In terms of writing, we follow the protocol of [5], but for convenience, we present directly the entire protocol without using their intermediate abstraction (namely witness selectors and garbled interactive circuits); this avoids re-defining every intermediate notion in the adaptive setting, which would add unnecessary complexity.

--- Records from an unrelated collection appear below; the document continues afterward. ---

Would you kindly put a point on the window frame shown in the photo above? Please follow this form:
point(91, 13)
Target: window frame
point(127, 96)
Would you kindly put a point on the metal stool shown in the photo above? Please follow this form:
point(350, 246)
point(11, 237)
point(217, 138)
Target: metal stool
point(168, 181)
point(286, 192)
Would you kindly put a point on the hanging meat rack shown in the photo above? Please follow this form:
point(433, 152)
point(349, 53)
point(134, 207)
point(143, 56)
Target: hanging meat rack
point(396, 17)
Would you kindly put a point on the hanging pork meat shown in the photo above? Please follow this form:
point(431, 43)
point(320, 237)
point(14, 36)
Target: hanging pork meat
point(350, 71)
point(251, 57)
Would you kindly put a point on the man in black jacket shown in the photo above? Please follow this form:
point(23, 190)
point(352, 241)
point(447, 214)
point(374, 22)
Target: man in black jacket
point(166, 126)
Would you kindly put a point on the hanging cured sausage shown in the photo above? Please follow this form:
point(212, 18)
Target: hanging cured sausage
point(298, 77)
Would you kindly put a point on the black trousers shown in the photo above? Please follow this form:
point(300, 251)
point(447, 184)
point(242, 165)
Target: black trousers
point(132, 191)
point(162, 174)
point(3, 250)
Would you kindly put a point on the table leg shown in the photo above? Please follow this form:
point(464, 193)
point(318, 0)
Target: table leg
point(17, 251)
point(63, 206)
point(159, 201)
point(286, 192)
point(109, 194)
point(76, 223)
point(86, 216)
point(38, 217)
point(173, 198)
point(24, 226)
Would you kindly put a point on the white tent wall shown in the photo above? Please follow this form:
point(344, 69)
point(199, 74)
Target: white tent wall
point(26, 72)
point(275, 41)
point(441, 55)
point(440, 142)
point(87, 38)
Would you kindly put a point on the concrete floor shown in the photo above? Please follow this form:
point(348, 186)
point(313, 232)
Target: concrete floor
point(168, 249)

2.4 Future Work: Moving to the Single CRS Model
Our constructions are in the local CRS model, where every session of protocol execution has its “local” independently sampled CRS. A more stringent model is the single CRS model as formalized in [15], where all sessions share a single CRS.Footnote 5 We believe that our construction of 2-round adaptive-OT can be adapted to the single CRS model, and when plugging such an OT in our construction of MPC, the resulting 2-round adaptive MPC protocols also work with single CRS. Recall that we gradually transform a static-OT with sender and receiver oblivious sampleability into an adaptive-OT in three steps. We believe that these transformation also works in the single CRS model. Thus it boils down to instantiate static-OT with oblivious sampleability in the single CRS model from concrete assumptions. The main difference from our current instantiation in the local CRS model is that in the single CRS model, the protocols must satisfy certain non-malleability or simulation-extractability property. But, they can be easily achieved using CCA encryption, which is implied by DDH, QR, and LWE. We leave the formal proof as future work.